I have been looking for a way to extract the x/y coordinates of people from a re...

TheFragenTaken · on March 25, 2024

Some of these NN models are quite heavy, and I'd argue, overkill for bounded applications, like "just" segmenting people from a video stream. People have built simplistic naive bayes based models before NN's were popular, using relatively few features, and applying a Kalman filter to track across frames, that could run on Pentium processors in the 2000's and 10's.

IshKebab · on March 25, 2024

They mentioned reliability so I think they want the performance of current ML models, not what we had 10-20 years ago, which was terrible.

atoav · on March 25, 2024

I tried other, non-ML solutions but they were too unreliable in that they produced a huge number of false positives and false negatives under the unpredictable circumstances I have to operate under. They were quite performant tho and I imagine in the right circumstances they might achieve good results.

hwoolery · on March 25, 2024

You can look at MediaPipe's BlazeFace / BlazePose for faster inference for lower-end chips. I currently have an application that does realtime video with YoloV8-M on my Macbook at over 60fps

atoav · on March 25, 2024

Thanks I will check if BlazePose fits my purpose. Maybe I have to train my own model. YOLOv8 is great, but it's weakness seems to be detecting people from an high camera angle, which we have to use to get all the people in the space at once and for practical reasons (cannot mount camera where it can be reached without ladder).

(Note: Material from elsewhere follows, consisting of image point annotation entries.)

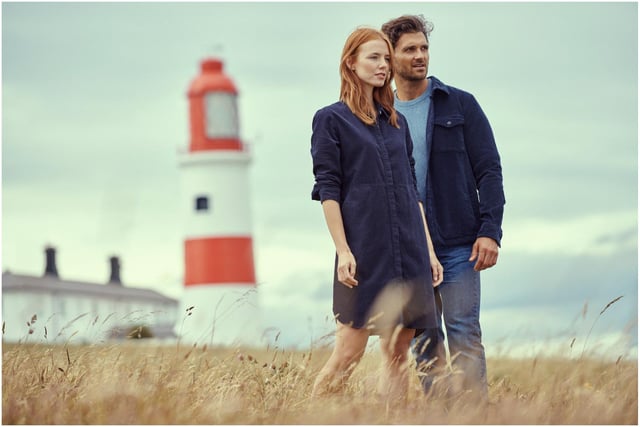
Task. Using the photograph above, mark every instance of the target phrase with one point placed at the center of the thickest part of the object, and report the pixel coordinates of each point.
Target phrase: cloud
(587, 234)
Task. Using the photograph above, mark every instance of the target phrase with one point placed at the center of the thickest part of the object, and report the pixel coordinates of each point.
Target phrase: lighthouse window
(222, 115)
(202, 203)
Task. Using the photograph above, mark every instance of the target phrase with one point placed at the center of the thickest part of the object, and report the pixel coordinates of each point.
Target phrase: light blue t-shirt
(416, 111)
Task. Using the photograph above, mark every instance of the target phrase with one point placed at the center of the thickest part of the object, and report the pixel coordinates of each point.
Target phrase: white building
(48, 308)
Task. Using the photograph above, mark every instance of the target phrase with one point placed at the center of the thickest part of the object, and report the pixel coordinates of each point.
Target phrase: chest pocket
(448, 134)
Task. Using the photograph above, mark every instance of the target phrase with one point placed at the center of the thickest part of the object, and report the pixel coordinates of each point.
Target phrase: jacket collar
(438, 85)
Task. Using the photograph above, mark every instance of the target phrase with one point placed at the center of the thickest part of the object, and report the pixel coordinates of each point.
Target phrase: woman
(364, 177)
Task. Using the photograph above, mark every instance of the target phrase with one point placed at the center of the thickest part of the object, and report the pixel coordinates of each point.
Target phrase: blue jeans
(458, 301)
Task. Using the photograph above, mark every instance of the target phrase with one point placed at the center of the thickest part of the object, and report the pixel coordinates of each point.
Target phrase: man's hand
(485, 250)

So I might have to annotate my own data and train my own model. I found one top view dataset by ZHDK Zürich and I got my own test footage.

I will figure out how well I can make it run on my old laptop (has a Nvidia GPU at least).

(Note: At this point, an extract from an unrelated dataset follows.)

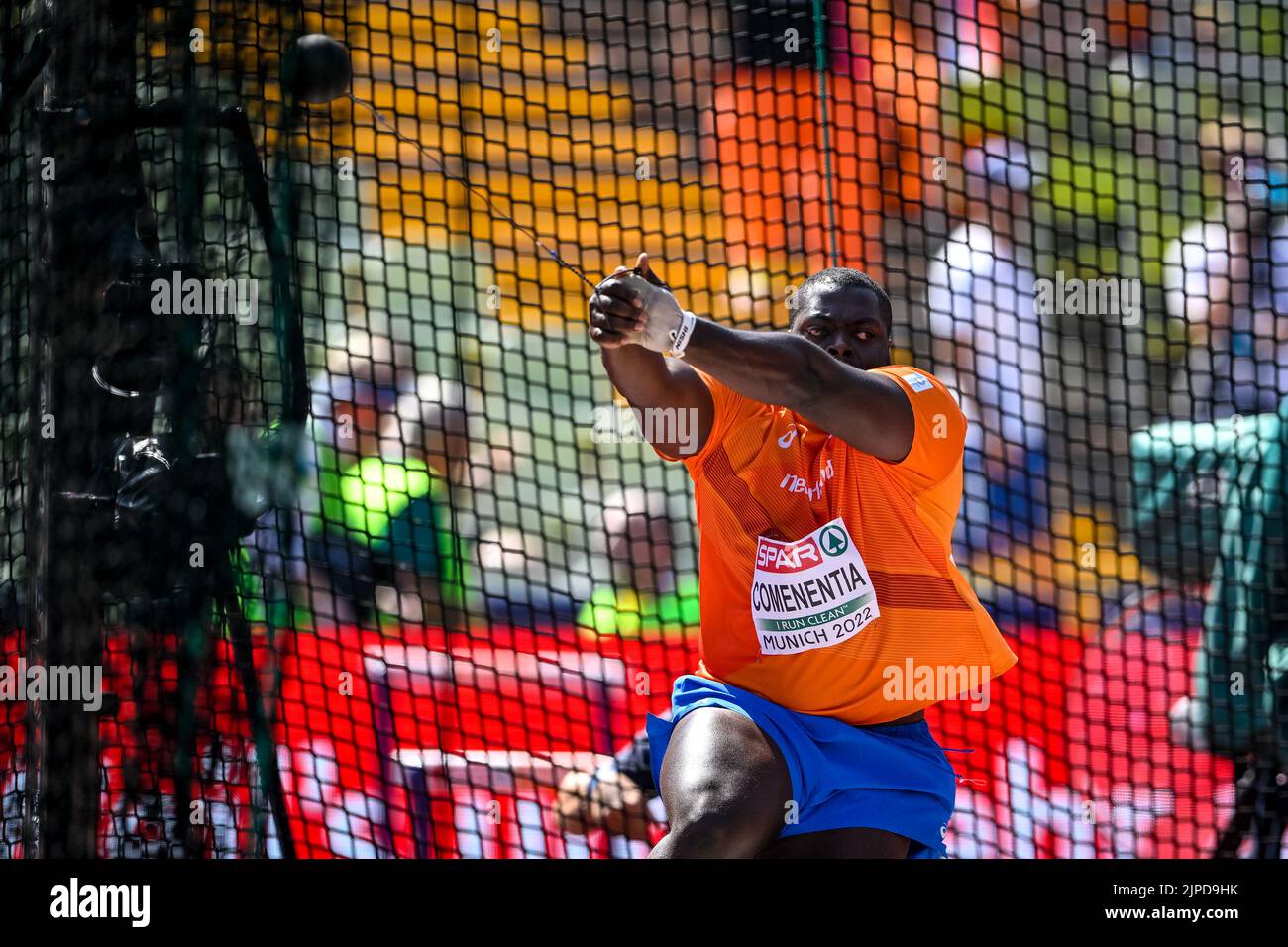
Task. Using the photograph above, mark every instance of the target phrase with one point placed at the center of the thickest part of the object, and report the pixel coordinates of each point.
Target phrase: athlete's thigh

sadhorse · on March 25, 2024

YOLOA model has knowledge for dozens of objects. At every frame it is computing lots of parameters not related to your case. This is very wasteful and the main reason you can't achieve your performance goals.

atoav · on March 25, 2024

I figured so much, any idea of models that are just person detecting?

nasir · on March 25, 2024

So I guess what I saw is to use a big model to do annotation and develop a specialised smaller model.

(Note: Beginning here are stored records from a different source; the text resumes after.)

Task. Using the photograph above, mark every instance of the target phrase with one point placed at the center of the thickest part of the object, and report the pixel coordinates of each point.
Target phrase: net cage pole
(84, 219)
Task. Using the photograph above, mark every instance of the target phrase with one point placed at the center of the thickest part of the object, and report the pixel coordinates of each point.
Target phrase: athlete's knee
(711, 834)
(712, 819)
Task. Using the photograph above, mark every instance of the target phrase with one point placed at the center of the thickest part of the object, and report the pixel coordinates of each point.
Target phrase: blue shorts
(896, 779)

ekabod · on March 25, 2024

You can train a YOLO model from scratch.

atoav · on March 25, 2024

Already checked that and have some data for it, just hoped getting people positions is such a typical usecase someone would have done a better model than I could here

thangngoc89 · on March 25, 2024

To achieve realtime speed, you need to at least convert it to ONNX or similar, applying quantization for 30fps mode.

zyang · on March 25, 2024

Have you tried Jetson boards. Jetson Orin Nano have pretty decent gpu for $500.

atoav · on March 25, 2024

Had my eye on those, will have to figure out what we can afford

slingnow · on March 25, 2024

It seems like your expectations must come from frontend development or something, where you can hot glue together a few packages to instantly get results. It is absolutely possible to do what you want, but it still would take a little knowledge / engineering to make it work.

atoav · on March 25, 2024

No, I am just exploring the possibilities. I thought getting multiple persons positions from a live video stream was a sort of bread and butter problem of computer vision and my (even in hindsight not unreasonable) expectation was that there would probably be enough existing solutions out there.

Turns out my expectations were wrong, or I have been at least fooled by the marketing material.

This is a "(broke) artist friend asked me for an art installation"-scenario, so if I don't have to I'd like to not reinvent the wheel and invest my time where it makes the biggest impact.

r2_pilot · on March 26, 2024

I use DepthAI cameras for a bunch of CV/ML stuff [https://shop.luxonis.com/] (the models run on-camera the most part) with a Jetson Nano Orin as the microcontroller. I used to use just the Jetson Nano but Nvidia is trying hard to get people on the new Orin, so I finally paid the Nvidia tax and developing for it became exciting again. But in your case, any raspberry pi would work since the detection events are not processed on the raspberry pi and the camera processor is relatively beefy. Check out their gen 2 examples for some of the models related to your task. Although looking at crowd counting example [https://github.com/luxonis/depthai-experiments] it may not run fast enough for your needs. But if you had the processing power freed up on the raspberry pi, possibly you could just display the 30fps frames and loosely sync the person bounding box detection once a second or so, which would look sorta normal for anyone watching. Anyway, sorry to ramble, I've just been working on those code samples a lot lately and I think this may be helpful for you or someone else in this problem space.

atoav · on March 26, 2024

Thanks I will jave a look at it

antman · on March 26, 2024

Also search for YOLO prunning